I think we should really fix docker run and just have a 1:1 mapping with docker service.

If we continue down this path:

• docker run, used by the vast majority, has the wrong security model and there is no incentive to fix this
• docker service lacks basic features that other orchestration platforms, docker run and classic swarm support have supported for years
• docker run and docker service get farther away every time while in fact we are trying to do the opposite with convergence
• It leads to a subpar UX. You have to learn two products at once. First you experiment with docker run to get your container up and running, then when you want to run it for "real" as a service, you'll soon find the same flags don't work and you have to learn about a new way. Which is the worst of both worlds

I believe the number one advantage of built-in orchestration is it feels natural to go from dev (single machine) to prod (cluster) - same tools, same UI, same platform.

However, if we go ahead with this, we're basically creating a fracture where it's going to feel like using different tools.

Let's put ourselves in the shoes of a lambda user deploying SQL server. You'll probably start by doing a docker run to get things going, tweaking the config, and so on and so on. Then you move to a docker service create (or stack deploy), and you'll notice the CLI spitting out errors like --security-opt: no such flag. Then you have to spend some time on Google, only to find out it's not supported and have to use an entirely different workflow. Then you flip the table :)

(╯°□°)╯︵ ┻━┻

Just to re-iterate, I think the way forward is:
1) We fix stuff that is broken in docker run. Caps, security opts, privileged? Let's fix those.
2) Docker service is a 1:1 copy of docker run. When we fix run, we fix service.

The counterpoint being even more powerful: once we add anything to service we will never be able to take it away. We'll be further propagating the wrong thing. There will be blogposts, and docs that index these bad-practices forever.

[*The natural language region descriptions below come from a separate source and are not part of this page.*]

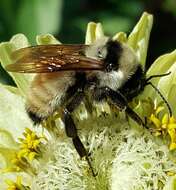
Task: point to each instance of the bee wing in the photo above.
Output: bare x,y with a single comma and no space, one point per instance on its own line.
52,58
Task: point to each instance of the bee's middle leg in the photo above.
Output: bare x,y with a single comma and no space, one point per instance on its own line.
71,130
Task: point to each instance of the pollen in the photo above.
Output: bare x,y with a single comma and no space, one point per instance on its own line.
165,125
30,145
17,185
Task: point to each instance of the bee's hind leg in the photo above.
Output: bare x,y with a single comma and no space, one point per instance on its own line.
71,130
118,100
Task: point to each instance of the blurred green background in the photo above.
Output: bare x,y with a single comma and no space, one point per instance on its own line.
67,20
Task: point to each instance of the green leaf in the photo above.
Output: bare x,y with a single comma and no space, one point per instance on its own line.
6,48
139,37
171,184
160,66
94,31
13,117
38,16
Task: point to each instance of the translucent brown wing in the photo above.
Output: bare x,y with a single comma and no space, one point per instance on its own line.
52,58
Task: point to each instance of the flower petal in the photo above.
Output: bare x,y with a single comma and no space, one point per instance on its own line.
45,39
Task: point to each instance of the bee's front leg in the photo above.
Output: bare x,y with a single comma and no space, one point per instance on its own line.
71,130
118,100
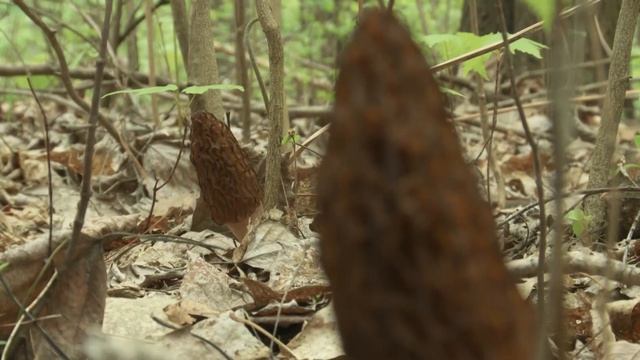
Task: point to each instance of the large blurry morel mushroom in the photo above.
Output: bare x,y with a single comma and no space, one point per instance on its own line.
228,184
407,242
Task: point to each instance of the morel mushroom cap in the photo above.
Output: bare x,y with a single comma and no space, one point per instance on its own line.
407,242
228,184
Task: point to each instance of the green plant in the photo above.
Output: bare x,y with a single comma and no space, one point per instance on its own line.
579,221
452,45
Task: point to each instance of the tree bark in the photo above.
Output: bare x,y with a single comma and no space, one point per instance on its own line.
242,76
203,67
611,111
276,103
181,24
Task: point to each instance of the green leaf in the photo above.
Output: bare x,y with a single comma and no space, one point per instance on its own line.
579,221
545,10
144,91
528,47
575,215
295,138
201,89
448,91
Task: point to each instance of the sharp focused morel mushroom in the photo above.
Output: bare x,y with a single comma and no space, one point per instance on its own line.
407,242
228,183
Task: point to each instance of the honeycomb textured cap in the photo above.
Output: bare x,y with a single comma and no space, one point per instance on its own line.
228,184
407,242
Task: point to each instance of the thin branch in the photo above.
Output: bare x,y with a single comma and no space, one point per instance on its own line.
134,22
498,45
64,69
85,192
537,168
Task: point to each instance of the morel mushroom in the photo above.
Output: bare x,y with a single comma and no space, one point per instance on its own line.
228,184
407,242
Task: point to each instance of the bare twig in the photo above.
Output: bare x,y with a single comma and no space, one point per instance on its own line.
276,109
201,338
534,153
254,64
134,22
45,122
85,192
64,69
157,188
28,313
489,48
47,146
264,332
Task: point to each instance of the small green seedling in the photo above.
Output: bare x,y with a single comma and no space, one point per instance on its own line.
195,89
579,221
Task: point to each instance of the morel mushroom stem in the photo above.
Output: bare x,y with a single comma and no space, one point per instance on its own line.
228,184
407,242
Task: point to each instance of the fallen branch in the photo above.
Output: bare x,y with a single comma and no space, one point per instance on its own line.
579,262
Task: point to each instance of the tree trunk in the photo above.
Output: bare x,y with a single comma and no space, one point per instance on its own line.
203,67
242,76
276,103
181,25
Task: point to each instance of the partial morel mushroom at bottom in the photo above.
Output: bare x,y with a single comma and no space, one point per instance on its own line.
228,183
407,242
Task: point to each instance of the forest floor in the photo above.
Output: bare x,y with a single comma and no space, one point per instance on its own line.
159,272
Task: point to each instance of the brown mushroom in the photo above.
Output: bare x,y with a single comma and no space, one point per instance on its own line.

I think a better solution is to come up with better solutions for these problems as they come up, and to backport the same functionality to docker run whenever we add it to service. This way, as we switch docs to use docker run with the new flags, they will also work for docker service.

Docker run simply wasn't built with multiple platforms or a clustered environment in mind. Following your recommendation—not even thinking about better solutions for these problems—is trading short-term convenience for long-term failure.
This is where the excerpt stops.